Prima lezione, The deal (stagione due, episodio nove). Jerry ed Elaine un tempo stavano insieme, ora sono amici. Stremati da mesi di astinenza sessuale, una sera decidono di andare a letto. L’idea è quella di farlo di tanto in tanto rimanendo amici; ma la scelta comporta dei rischi, e così architettano un rigoroso sistema di regole per evitare di ritrovarsi in situazioni di spiacevole ambiguità. Il problema è che si avvicina la data del compleanno di Elaine. Cosa regalarle? Jerry ha il terrore, dopo quella notte, di mandarle il messaggio sbagliato: “Sono in una posizione molto delicata. Qualunque cosa le regali, lei convocherà esperte da tutto il paese per interpretarne il significato implicito”. Porta allora il suo migliore amico George – che ha per cognome il tuo nome: Costanza – in un negozio di articoli da regalo e con lui passa in rassegna le opzioni. Un carillon? No, troppo da fidanzati. Un portacandele? Troppo romantico. Lingerie? Troppo erotico. L’attrezzo per fare i waffle? Troppo casalingo. Un busto di Nelson Rockefeller? Troppo governativo (!). Finisce che Jerry regala a Elaine una busta con 182 dollari, così lei può comprarsi ciò che vuole. Ovviamente ne nasce una lite furibonda. Perché non si scappa: un regalo non è solo un oggetto che passa da una mano all’altra; nel ventre del più innocuo cavalluccio di Troia si nasconde, quanto meno, l’immagine che abbiamo dell’altro e del nostro rapporto con lei o con lui. Sperando, col più neutro dei regali, di non far passare nessuna immagine, Jerry ha fatto passare la peggiore di tutte: “Dei soldi? E cosa sei, mio zio?”.

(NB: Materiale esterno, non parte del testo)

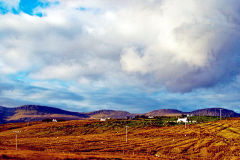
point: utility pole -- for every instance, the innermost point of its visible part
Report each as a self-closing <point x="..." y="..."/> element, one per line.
<point x="126" y="132"/>
<point x="16" y="137"/>
<point x="220" y="114"/>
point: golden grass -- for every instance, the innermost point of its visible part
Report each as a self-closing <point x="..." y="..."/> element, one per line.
<point x="86" y="139"/>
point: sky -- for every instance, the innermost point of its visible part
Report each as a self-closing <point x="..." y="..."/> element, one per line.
<point x="131" y="55"/>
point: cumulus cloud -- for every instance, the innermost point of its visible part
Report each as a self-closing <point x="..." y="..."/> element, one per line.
<point x="179" y="45"/>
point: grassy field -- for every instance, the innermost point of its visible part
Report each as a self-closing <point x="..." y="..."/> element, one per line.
<point x="147" y="139"/>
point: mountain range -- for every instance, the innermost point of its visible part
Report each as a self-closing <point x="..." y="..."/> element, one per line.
<point x="36" y="112"/>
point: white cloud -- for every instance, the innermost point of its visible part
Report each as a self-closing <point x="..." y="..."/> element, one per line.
<point x="180" y="45"/>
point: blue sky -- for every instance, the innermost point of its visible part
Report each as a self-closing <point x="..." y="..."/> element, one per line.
<point x="136" y="56"/>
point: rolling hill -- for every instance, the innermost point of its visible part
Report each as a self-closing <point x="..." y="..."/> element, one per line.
<point x="28" y="113"/>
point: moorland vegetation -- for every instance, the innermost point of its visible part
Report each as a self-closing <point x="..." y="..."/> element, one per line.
<point x="210" y="138"/>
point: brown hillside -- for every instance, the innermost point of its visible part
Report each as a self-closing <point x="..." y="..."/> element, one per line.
<point x="109" y="114"/>
<point x="86" y="139"/>
<point x="163" y="112"/>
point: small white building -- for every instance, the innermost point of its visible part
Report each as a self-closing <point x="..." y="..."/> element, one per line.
<point x="184" y="120"/>
<point x="103" y="119"/>
<point x="150" y="116"/>
<point x="189" y="115"/>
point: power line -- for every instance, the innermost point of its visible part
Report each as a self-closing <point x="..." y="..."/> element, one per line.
<point x="16" y="137"/>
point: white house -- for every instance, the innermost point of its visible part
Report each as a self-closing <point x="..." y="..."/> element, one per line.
<point x="150" y="116"/>
<point x="185" y="120"/>
<point x="103" y="119"/>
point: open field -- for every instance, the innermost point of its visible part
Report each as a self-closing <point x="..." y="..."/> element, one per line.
<point x="91" y="139"/>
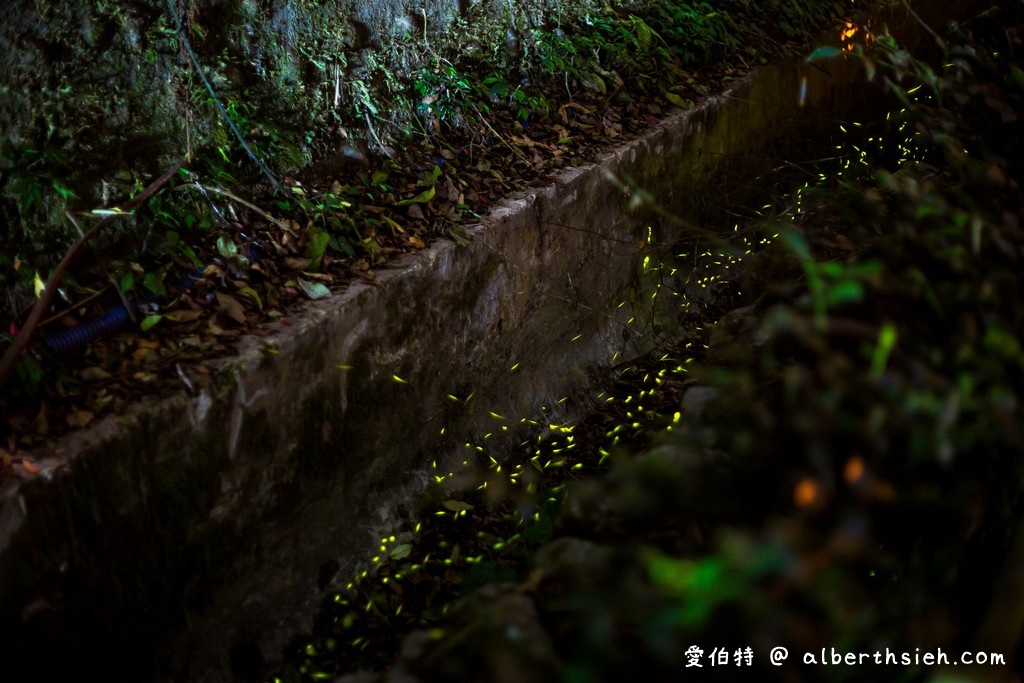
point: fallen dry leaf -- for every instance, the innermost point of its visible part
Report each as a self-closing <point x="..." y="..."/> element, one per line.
<point x="231" y="307"/>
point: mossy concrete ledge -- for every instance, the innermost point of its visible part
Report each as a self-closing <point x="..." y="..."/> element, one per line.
<point x="211" y="521"/>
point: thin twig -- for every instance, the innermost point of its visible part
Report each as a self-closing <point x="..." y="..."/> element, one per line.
<point x="224" y="193"/>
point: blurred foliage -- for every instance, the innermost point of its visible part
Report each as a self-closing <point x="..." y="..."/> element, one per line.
<point x="870" y="426"/>
<point x="849" y="468"/>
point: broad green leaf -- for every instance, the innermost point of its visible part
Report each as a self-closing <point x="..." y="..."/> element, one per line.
<point x="148" y="322"/>
<point x="677" y="100"/>
<point x="824" y="52"/>
<point x="314" y="290"/>
<point x="849" y="290"/>
<point x="401" y="551"/>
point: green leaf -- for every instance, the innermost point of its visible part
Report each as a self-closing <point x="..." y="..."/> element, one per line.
<point x="226" y="247"/>
<point x="401" y="551"/>
<point x="148" y="322"/>
<point x="422" y="198"/>
<point x="824" y="52"/>
<point x="127" y="283"/>
<point x="849" y="290"/>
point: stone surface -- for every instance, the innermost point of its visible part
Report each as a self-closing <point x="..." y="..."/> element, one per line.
<point x="209" y="516"/>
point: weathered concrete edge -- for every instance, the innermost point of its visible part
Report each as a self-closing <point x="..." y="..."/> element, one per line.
<point x="184" y="485"/>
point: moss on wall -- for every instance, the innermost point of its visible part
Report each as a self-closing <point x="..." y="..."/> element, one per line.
<point x="97" y="96"/>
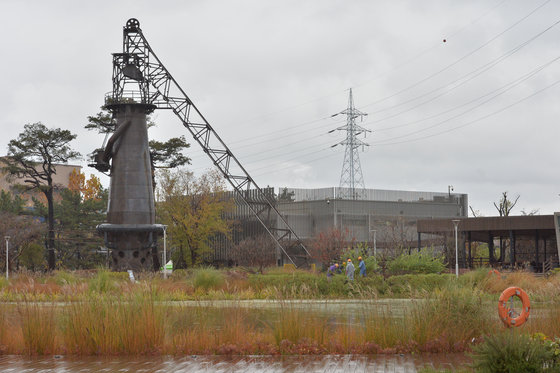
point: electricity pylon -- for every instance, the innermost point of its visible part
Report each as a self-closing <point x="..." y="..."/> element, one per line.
<point x="351" y="179"/>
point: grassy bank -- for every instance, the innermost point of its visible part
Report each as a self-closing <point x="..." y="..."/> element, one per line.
<point x="137" y="324"/>
<point x="213" y="284"/>
<point x="104" y="313"/>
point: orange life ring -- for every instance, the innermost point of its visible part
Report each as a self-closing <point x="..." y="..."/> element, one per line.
<point x="508" y="315"/>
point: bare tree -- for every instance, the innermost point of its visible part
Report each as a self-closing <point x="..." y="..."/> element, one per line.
<point x="22" y="230"/>
<point x="256" y="251"/>
<point x="505" y="205"/>
<point x="328" y="245"/>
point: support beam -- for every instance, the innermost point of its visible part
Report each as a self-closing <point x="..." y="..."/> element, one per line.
<point x="470" y="249"/>
<point x="491" y="258"/>
<point x="536" y="249"/>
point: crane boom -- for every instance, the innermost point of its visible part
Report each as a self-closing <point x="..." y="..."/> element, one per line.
<point x="139" y="64"/>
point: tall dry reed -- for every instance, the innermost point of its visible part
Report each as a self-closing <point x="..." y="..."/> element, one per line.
<point x="38" y="326"/>
<point x="107" y="325"/>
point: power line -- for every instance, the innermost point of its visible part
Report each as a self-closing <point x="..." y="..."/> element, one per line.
<point x="460" y="59"/>
<point x="475" y="120"/>
<point x="515" y="82"/>
<point x="467" y="78"/>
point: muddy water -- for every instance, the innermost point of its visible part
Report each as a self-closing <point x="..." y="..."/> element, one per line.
<point x="346" y="363"/>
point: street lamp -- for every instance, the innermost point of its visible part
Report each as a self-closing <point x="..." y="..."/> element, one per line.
<point x="7" y="238"/>
<point x="374" y="242"/>
<point x="164" y="251"/>
<point x="456" y="224"/>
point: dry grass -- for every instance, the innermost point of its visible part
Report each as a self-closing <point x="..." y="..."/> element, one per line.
<point x="109" y="315"/>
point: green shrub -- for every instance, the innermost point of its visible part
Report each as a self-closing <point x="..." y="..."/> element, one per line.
<point x="512" y="352"/>
<point x="424" y="261"/>
<point x="207" y="278"/>
<point x="3" y="282"/>
<point x="370" y="261"/>
<point x="64" y="278"/>
<point x="104" y="281"/>
<point x="407" y="284"/>
<point x="474" y="278"/>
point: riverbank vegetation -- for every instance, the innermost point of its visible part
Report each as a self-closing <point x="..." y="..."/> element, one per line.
<point x="242" y="284"/>
<point x="104" y="313"/>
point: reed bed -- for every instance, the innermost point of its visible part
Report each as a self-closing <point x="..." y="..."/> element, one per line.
<point x="103" y="313"/>
<point x="450" y="321"/>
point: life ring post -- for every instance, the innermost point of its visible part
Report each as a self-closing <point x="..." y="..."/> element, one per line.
<point x="509" y="316"/>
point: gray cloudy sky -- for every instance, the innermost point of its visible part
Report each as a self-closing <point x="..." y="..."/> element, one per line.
<point x="478" y="112"/>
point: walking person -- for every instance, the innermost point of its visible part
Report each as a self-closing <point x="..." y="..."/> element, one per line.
<point x="362" y="267"/>
<point x="350" y="270"/>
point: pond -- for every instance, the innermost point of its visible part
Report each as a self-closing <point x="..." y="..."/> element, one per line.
<point x="329" y="363"/>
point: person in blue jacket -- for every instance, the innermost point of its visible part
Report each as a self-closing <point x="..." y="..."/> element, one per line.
<point x="362" y="267"/>
<point x="350" y="270"/>
<point x="331" y="271"/>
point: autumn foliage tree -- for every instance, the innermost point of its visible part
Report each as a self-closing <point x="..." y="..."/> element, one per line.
<point x="90" y="189"/>
<point x="32" y="159"/>
<point x="193" y="210"/>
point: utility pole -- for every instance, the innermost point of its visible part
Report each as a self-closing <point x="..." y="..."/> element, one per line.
<point x="351" y="179"/>
<point x="7" y="250"/>
<point x="455" y="225"/>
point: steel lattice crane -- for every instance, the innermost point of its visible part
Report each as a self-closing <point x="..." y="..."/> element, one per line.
<point x="139" y="65"/>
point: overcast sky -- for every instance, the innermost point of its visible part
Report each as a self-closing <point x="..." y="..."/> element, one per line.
<point x="478" y="111"/>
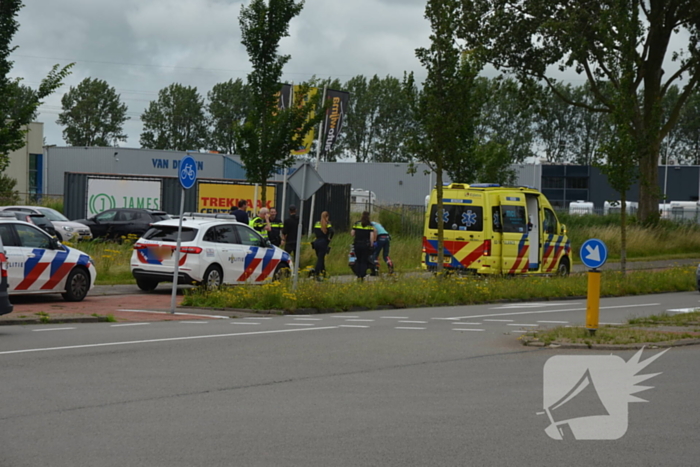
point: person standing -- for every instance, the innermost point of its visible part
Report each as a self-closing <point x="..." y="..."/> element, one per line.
<point x="240" y="211"/>
<point x="261" y="223"/>
<point x="363" y="233"/>
<point x="324" y="233"/>
<point x="276" y="226"/>
<point x="289" y="231"/>
<point x="381" y="246"/>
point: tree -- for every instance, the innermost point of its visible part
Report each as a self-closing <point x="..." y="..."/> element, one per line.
<point x="17" y="106"/>
<point x="228" y="105"/>
<point x="92" y="114"/>
<point x="445" y="136"/>
<point x="175" y="121"/>
<point x="532" y="37"/>
<point x="269" y="134"/>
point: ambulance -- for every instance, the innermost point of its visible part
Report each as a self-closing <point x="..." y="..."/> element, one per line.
<point x="493" y="229"/>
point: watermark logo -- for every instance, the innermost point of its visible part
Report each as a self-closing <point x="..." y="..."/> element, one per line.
<point x="587" y="397"/>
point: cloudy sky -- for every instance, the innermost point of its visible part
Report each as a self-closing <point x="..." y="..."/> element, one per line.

Seconda lezione, The label maker (stagione sei, episodio dodici). È la grande puntata sul dono, e quella che ha reso popolare nel linguaggio quotidiano, in America, la parola regifting, che indica il riciclaggio di un regalo sgradito. Ma si parla anche del degifting, ossia il riprendersi indietro un regalo, in una girandola di giochi di parole e variazioni linguistiche che avrebbero fatto la gioia di Emile Benveniste o dello stesso Marcel Mauss, che dava molto peso alla sovrapposizione semantica, nelle lingue germaniche, tra gift come dono e gift come veleno. Non sto qui a riassumerti la puntata, ma ti invito a fare attenzione al colpo di genio annunciato già dal titolo: il regalo che passa di mano in mano è un label maker, un’etichettatrice (molti da bambini ne avevano una, e si divertivano con zelo notarile a creare etichette a rilievo per i loro giochi, in caso sorgessero, tra fratelli, dubbi sul proprietario). Ecco, prova a vederla in questi termini: scegliendo il libro perfetto per una persona, le stai appiccicando in fronte un’etichetta; e non è un atto romantico, è un atto violento, che può essere vissuto come una dichiarazione di guerra. “Ma come? Mi regali La coscienza di Zeno? Davvero pensi che io sia un inetto?”. “Perché proprio L’avversario di Carrère? Dunque per te sono un impostore?”. “Il male oscuro di Giuseppe Berto? Ma davvero ho l’aria così nevrotica e depressa?”. Eccetera.

Piccolo esercizio: ripercorri il curriculum dei tuoi doni avvelenati pensando che non hai regalato libri ma immagini. Hai cucito addosso al malcapitato o alla malcapitata un vestito che sentivano secondo i casi troppo stretto, troppo largo, della foggia sbagliata, di un colore orribile. Non sei una romantica, sei una guerriera achea – e gli achei, come sai, vanno temuti proprio quando portano doni.